民事事件の手続の流れ
民事事件 とその手続
今日は、 民事事件 の手続の流れについて、お話したいと思います。
およそ民事手続は、「物を引き渡せ」か「金を払え」という請求がほとんどです。民事手続は、こういった請求を現実化するための手続です。
そのため、民事手続の流れを説明するには、権利の実現の最終段階からお話するのが分かりやすいと思います。
権利の実現の最終段階は、強制執行です。「物を引き渡せ」という請求であれば強制的に物を引き渡してもらうことになりますし、「金を払え」という請求であれば債務者の財産を競売にかけて競売代金から債権を回収することになります。
もっとも、強制執行には債務名義が必要となります。債務名義とは、平たく説明すると、「この人があの人に対してこういった内容の権利を持っているぞ。」という国家によるお墨付きのようなものです。そして、代表的な債務名義は訴訟における判決です。
そのため、権利者は、強制執行を目指し、義務者に対して訴訟を提起して、判決、すなわち債務名義を得ようとするわけです。

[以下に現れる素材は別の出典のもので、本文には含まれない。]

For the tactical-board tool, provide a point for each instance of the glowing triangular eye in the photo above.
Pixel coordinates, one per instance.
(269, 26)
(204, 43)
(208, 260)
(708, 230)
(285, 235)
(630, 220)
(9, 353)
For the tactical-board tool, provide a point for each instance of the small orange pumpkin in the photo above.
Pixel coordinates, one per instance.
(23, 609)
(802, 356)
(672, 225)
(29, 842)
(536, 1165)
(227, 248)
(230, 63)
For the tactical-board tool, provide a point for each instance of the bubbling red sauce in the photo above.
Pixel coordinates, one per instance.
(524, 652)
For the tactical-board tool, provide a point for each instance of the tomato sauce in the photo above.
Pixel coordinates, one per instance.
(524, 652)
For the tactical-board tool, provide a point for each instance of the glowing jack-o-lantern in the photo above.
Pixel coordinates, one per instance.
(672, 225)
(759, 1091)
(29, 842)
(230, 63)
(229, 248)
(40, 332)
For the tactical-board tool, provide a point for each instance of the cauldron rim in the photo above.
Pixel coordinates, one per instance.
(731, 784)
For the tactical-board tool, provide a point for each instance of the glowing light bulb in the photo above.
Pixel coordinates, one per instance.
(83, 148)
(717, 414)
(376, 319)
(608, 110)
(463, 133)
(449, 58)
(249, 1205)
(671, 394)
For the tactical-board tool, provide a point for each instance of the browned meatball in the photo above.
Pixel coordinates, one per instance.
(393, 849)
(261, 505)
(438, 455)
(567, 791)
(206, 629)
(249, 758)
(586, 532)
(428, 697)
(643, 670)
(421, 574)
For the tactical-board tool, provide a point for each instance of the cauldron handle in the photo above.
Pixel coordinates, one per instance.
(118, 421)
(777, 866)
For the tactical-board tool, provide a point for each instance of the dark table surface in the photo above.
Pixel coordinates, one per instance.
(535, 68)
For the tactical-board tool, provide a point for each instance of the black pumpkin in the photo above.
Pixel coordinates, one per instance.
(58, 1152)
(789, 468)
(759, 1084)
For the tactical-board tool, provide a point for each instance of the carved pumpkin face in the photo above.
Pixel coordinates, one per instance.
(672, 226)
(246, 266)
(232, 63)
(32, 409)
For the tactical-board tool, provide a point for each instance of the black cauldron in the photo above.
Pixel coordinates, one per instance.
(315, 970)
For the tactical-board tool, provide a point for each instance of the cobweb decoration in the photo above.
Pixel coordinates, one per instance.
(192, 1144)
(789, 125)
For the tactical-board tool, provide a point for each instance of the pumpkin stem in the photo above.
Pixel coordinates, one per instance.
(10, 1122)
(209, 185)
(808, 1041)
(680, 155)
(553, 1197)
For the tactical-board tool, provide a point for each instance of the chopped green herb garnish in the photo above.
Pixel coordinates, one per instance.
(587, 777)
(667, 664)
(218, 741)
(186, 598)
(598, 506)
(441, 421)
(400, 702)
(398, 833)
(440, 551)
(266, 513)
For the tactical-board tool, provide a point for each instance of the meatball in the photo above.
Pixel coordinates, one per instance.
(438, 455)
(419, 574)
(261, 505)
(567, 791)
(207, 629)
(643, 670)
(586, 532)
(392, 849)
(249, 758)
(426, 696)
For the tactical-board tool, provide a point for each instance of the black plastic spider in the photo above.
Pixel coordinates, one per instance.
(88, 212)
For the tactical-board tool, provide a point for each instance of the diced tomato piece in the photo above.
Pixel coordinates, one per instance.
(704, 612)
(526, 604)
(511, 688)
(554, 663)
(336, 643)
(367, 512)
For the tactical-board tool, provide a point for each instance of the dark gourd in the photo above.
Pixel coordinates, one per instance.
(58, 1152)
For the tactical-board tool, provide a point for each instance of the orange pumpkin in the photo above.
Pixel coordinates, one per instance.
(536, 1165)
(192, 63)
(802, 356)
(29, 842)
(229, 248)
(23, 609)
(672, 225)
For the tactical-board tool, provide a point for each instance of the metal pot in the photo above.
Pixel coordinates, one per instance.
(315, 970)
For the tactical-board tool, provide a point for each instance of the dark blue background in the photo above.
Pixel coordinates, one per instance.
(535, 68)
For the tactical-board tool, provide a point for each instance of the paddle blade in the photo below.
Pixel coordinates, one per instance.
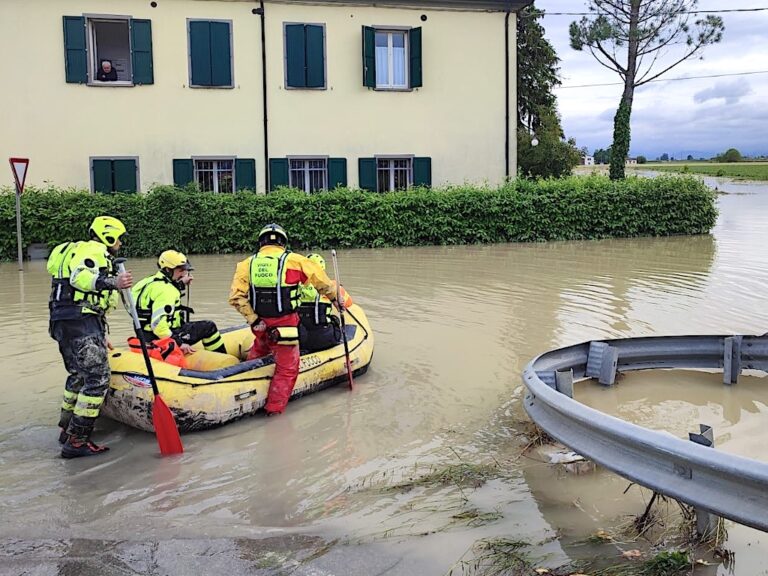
(165, 428)
(349, 375)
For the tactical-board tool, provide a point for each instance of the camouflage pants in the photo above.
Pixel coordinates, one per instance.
(83, 347)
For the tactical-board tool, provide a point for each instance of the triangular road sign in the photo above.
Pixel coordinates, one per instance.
(19, 167)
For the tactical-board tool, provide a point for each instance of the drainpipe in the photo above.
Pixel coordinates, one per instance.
(506, 91)
(260, 12)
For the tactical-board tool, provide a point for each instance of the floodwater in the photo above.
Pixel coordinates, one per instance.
(311, 491)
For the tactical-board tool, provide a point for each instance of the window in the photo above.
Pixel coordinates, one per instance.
(108, 51)
(215, 175)
(391, 62)
(304, 56)
(392, 58)
(388, 173)
(393, 174)
(308, 174)
(114, 175)
(210, 54)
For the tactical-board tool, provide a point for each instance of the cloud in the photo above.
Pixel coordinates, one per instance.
(701, 116)
(731, 92)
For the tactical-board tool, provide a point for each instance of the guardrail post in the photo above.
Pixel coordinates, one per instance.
(564, 382)
(602, 362)
(731, 359)
(706, 522)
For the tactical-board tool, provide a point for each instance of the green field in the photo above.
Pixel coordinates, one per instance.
(743, 170)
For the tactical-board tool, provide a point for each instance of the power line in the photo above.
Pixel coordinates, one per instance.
(666, 79)
(723, 11)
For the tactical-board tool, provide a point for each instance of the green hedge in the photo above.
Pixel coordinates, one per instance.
(203, 223)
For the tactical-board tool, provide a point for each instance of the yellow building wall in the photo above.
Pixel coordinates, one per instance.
(456, 118)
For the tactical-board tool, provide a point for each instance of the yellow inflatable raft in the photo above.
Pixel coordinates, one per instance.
(217, 388)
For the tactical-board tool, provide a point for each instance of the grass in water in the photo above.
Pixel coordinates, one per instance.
(461, 475)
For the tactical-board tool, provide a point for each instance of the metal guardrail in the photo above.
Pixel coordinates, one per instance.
(730, 486)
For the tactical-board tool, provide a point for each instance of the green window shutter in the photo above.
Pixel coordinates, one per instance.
(124, 175)
(422, 171)
(414, 37)
(315, 50)
(369, 57)
(337, 173)
(278, 173)
(200, 53)
(221, 54)
(141, 51)
(367, 176)
(102, 176)
(245, 174)
(183, 171)
(295, 56)
(75, 57)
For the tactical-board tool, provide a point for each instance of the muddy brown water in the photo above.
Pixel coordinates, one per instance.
(454, 327)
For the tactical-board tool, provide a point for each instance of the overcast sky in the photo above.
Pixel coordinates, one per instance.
(700, 117)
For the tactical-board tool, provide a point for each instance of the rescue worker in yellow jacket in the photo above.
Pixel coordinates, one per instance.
(158, 305)
(320, 328)
(83, 289)
(265, 290)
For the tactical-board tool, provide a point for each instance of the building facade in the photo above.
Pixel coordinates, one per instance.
(232, 95)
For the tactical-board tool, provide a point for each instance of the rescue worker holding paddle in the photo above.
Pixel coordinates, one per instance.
(320, 329)
(83, 289)
(162, 316)
(265, 290)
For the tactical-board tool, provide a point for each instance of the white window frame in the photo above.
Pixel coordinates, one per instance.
(231, 54)
(90, 46)
(391, 169)
(216, 171)
(110, 158)
(389, 31)
(307, 171)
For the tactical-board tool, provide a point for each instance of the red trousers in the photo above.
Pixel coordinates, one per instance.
(286, 362)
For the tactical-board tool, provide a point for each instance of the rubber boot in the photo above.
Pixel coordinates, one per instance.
(77, 448)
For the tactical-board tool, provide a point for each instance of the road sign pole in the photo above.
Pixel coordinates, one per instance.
(18, 226)
(19, 168)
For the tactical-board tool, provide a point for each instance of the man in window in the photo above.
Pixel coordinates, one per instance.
(106, 73)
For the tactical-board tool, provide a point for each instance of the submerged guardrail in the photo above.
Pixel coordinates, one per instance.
(727, 485)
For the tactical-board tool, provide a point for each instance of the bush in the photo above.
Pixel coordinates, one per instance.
(204, 223)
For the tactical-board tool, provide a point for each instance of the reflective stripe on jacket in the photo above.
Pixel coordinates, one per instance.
(317, 310)
(296, 269)
(158, 304)
(82, 280)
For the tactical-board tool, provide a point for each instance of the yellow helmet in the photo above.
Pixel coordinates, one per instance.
(173, 259)
(107, 229)
(273, 234)
(317, 259)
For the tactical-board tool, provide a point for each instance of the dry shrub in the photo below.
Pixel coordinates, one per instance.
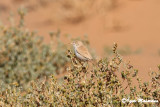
(24, 56)
(98, 86)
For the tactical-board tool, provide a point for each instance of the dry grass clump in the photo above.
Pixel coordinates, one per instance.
(24, 56)
(98, 86)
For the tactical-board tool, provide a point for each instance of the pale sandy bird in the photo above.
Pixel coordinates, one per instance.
(81, 51)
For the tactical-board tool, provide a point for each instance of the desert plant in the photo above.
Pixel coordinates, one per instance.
(25, 57)
(83, 86)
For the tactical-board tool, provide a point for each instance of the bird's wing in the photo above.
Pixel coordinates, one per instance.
(84, 52)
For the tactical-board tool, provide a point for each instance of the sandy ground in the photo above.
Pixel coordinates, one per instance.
(130, 22)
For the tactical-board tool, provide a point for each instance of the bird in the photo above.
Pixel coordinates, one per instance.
(81, 51)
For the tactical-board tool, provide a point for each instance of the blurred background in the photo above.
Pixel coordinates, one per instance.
(133, 24)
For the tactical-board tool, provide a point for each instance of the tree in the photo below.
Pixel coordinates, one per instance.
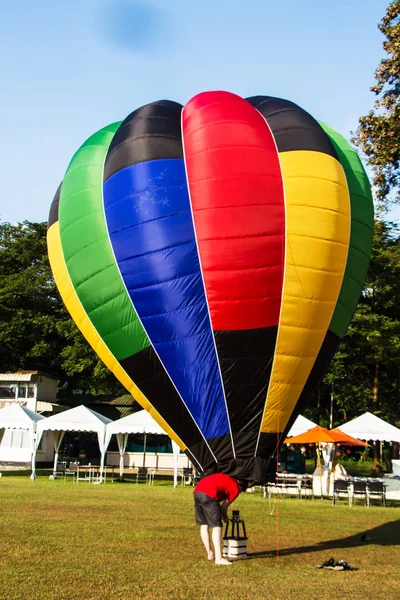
(378, 134)
(365, 373)
(36, 331)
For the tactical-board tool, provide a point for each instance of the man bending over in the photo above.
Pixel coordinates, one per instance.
(212, 496)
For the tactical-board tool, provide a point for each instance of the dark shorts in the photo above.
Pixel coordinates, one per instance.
(207, 510)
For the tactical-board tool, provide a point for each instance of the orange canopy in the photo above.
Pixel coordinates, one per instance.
(330, 436)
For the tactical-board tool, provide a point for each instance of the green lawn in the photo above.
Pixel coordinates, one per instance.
(66, 541)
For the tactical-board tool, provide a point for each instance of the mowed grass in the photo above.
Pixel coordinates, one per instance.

以上から、権利実現の時系列としては、訴訟→強制執行という順番になります。
もっとも、訴訟は、ときには一定の時間を必要とするものですから、訴訟を追行している間に義務者が強制執行の対象となる財産を消費してしまっては、権利者はたまったものではありません。例えば、「金を払え」という請求でまとまったお金が義務者名義の預金口座にあるのに、義務者が強制執行を免れる目的でそのお金を消費したり隠匿したりすることが考えられます。これに備えて、権利者が保全という手続を経ておくことで、義務者は自己の財産を自由に処分することができなくなります。
以上から、権利実現の手続としては、保全→訴訟→強制執行という流れになります。